She mused a moment or two happily, sublimely ignorant of all the forces that warred between; of what caused the shadow; of the power of a dead face; of the pride of a resolute man; of that attractive Huguenot Dutchman biding his time down south.

At last Meryl broke the silence. As she sat gazing through the open doorway her mind had lingered unconsciously over that last sentence. "Major Carew, when he is here, loves just to sit and look at it," and in her fancy she saw the silent, watching form of the grim soldier-policeman.

"He is an interesting man," she said simply. "I think I understood he was some connection of yours?"

"You mean Major Carew? Yes; he is a distant sort of cousin, but we are two entirely different branches of the family, and had drifted widely apart until we three met out here. Yet it was not surprising we should meet like this. The Carews were always wanderers and adventurers, like Drake and Frobisher and the other fine old pirates. A humdrum career in the Blues would hardly have continued to satisfy Major Carew, any more than the conventions and hide-bound prejudices of the Established Church could hold my husband."

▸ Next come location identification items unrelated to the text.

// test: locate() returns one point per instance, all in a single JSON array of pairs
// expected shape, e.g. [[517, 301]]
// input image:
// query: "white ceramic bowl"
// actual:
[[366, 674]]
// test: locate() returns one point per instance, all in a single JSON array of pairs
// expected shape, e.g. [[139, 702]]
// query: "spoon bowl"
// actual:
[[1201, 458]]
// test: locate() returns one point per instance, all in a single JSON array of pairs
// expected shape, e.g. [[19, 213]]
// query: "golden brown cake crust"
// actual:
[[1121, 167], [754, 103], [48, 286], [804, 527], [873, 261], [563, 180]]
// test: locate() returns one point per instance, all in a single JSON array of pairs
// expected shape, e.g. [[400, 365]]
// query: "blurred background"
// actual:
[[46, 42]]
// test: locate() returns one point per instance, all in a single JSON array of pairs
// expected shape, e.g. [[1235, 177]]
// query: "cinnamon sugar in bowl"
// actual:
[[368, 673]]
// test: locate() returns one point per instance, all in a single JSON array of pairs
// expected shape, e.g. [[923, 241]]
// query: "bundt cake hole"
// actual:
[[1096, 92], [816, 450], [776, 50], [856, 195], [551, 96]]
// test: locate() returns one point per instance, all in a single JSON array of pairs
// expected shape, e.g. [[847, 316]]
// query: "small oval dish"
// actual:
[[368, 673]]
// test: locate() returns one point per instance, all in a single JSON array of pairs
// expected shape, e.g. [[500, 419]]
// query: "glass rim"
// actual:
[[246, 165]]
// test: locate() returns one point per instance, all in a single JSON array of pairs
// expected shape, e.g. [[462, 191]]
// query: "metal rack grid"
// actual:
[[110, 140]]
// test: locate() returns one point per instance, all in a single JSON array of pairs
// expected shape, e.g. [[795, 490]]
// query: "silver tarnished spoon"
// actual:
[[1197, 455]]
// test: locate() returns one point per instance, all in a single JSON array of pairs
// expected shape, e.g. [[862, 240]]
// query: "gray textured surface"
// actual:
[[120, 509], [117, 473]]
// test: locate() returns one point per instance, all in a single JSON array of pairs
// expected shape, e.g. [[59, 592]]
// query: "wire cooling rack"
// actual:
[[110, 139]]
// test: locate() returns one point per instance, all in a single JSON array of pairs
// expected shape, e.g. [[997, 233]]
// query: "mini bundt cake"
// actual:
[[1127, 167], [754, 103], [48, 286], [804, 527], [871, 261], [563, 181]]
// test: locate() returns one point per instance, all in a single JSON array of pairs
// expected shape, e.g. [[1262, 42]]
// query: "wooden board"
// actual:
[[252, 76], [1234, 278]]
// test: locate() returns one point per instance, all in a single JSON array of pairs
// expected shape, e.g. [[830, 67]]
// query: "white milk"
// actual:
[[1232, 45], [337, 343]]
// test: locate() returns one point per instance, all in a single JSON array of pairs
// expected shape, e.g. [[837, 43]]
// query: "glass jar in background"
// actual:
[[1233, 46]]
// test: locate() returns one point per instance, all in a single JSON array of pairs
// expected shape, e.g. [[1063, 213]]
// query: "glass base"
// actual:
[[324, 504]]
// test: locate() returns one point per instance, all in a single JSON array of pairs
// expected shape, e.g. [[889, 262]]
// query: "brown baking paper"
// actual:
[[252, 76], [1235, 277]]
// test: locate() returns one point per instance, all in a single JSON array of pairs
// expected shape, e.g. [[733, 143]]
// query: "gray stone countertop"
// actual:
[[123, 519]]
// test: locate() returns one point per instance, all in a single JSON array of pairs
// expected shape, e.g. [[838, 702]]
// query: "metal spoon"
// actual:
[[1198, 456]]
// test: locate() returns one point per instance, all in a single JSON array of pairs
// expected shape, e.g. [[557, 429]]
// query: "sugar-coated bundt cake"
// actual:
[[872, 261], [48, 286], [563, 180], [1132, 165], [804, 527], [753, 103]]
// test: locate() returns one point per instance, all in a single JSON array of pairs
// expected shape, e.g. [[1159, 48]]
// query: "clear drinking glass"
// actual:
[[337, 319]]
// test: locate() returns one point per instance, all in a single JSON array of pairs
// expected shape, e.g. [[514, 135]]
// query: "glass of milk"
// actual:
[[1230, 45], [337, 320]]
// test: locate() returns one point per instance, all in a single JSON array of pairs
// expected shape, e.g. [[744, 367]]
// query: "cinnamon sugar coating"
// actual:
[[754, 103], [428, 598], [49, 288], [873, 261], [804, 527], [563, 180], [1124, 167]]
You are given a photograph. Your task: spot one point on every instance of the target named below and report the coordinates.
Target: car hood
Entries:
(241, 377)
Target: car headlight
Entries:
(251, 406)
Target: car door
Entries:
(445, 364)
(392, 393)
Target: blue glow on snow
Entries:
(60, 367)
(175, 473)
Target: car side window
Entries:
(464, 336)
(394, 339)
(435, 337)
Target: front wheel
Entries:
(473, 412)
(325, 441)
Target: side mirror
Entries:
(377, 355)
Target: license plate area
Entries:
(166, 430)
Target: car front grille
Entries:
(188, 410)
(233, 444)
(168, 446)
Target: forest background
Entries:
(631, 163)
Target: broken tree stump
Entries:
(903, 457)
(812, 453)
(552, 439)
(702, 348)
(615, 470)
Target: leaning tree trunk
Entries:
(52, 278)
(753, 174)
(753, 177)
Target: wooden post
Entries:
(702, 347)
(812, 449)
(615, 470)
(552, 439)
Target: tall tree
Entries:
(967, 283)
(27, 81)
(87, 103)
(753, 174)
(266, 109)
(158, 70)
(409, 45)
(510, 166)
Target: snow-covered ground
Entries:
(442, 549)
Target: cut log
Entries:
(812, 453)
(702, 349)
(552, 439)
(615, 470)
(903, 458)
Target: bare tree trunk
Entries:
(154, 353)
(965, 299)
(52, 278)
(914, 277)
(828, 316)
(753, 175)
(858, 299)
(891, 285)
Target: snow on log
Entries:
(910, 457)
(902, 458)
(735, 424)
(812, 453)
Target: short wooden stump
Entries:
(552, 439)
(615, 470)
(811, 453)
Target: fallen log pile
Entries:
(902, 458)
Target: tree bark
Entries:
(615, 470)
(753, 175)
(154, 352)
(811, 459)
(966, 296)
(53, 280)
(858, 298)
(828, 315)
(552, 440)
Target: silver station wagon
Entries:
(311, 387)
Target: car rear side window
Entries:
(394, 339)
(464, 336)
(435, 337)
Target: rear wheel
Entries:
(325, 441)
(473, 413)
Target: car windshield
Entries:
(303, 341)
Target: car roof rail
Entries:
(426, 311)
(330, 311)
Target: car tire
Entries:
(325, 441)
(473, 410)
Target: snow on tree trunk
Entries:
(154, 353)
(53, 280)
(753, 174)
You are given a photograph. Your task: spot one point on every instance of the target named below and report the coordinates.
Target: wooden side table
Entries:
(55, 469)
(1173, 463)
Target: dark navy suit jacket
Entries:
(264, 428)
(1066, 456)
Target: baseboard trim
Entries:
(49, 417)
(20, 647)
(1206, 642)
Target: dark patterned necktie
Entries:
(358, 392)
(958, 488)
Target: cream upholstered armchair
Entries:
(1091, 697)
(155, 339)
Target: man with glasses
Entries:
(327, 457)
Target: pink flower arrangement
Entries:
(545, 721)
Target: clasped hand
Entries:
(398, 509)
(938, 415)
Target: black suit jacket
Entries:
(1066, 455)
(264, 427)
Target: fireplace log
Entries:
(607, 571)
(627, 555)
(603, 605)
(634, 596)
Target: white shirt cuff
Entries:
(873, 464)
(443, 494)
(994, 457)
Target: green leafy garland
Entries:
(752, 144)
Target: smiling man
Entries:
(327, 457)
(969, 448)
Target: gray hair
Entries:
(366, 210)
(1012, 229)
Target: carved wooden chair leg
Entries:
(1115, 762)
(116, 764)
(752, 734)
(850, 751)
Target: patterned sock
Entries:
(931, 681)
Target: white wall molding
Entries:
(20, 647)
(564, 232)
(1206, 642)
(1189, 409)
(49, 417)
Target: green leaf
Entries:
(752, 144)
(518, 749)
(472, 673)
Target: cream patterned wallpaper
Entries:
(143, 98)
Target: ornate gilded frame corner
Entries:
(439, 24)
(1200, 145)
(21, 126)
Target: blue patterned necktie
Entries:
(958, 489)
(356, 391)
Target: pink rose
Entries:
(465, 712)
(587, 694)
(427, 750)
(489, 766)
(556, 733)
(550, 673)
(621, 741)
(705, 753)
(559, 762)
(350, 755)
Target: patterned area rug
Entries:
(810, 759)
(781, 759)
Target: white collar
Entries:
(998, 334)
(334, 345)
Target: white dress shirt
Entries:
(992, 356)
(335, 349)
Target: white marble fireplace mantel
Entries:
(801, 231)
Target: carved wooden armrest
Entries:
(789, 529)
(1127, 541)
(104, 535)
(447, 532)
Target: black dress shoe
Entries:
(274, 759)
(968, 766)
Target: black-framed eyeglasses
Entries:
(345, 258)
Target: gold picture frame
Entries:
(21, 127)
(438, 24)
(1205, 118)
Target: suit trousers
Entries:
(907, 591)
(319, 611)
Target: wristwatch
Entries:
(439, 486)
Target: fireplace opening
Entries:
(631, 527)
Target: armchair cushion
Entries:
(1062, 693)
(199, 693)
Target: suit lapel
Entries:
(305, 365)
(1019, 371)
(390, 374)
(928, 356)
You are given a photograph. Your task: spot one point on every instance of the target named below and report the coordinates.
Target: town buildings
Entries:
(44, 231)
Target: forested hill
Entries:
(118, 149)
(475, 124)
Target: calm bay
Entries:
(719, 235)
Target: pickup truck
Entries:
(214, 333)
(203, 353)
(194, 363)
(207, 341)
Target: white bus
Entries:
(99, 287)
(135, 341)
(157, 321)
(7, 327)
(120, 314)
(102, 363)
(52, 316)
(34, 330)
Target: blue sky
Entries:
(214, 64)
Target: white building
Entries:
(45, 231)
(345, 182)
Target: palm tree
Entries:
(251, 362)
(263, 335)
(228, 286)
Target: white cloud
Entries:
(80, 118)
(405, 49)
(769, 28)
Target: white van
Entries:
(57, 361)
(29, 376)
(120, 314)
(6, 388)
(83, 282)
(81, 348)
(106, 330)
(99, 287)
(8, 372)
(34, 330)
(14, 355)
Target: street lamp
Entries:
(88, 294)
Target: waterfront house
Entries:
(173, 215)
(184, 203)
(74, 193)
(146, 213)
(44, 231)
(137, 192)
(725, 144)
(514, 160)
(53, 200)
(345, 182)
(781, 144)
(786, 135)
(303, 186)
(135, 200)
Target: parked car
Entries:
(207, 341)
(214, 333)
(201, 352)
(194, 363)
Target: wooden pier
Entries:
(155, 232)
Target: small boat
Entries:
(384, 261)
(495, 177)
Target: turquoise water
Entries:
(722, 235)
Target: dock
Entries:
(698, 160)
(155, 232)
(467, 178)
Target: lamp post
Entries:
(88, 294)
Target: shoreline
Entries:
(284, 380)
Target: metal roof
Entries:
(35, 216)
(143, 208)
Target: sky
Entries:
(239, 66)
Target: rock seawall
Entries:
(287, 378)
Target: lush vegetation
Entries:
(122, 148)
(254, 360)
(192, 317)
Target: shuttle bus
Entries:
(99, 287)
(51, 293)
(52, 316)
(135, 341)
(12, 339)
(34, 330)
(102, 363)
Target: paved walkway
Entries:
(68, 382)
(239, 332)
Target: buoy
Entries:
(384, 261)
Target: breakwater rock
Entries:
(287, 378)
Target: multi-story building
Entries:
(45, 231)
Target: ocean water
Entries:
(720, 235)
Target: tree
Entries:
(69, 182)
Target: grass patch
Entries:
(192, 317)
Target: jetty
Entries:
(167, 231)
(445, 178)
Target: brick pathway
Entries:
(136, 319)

"Yet, if you will forgive my seeming rudeness, both of them apparently took a decided step downwards from the social point of view."

"That would not trouble either of them for a moment. They sought Freedom, and found it."

"Yet it meant, in a sense, what some people call being buried alive."

"Ah, those people do not understand. That is how I took it at first. Shall I tell you a little, or will it bore you?"

"Please tell me. I think it is kind of you to trust me so soon with your confidence."

Ailsa smiled. "One always knows. Anyone with insight would trust you instinctively. But there isn't much to tell. Only that when I married my husband he held a living in Shropshire, with a sure promise of quick promotion; and then Doubt crept in which he could not overthrow, and after a long struggle he gave it up because his conscience would not let him be a hypocrite."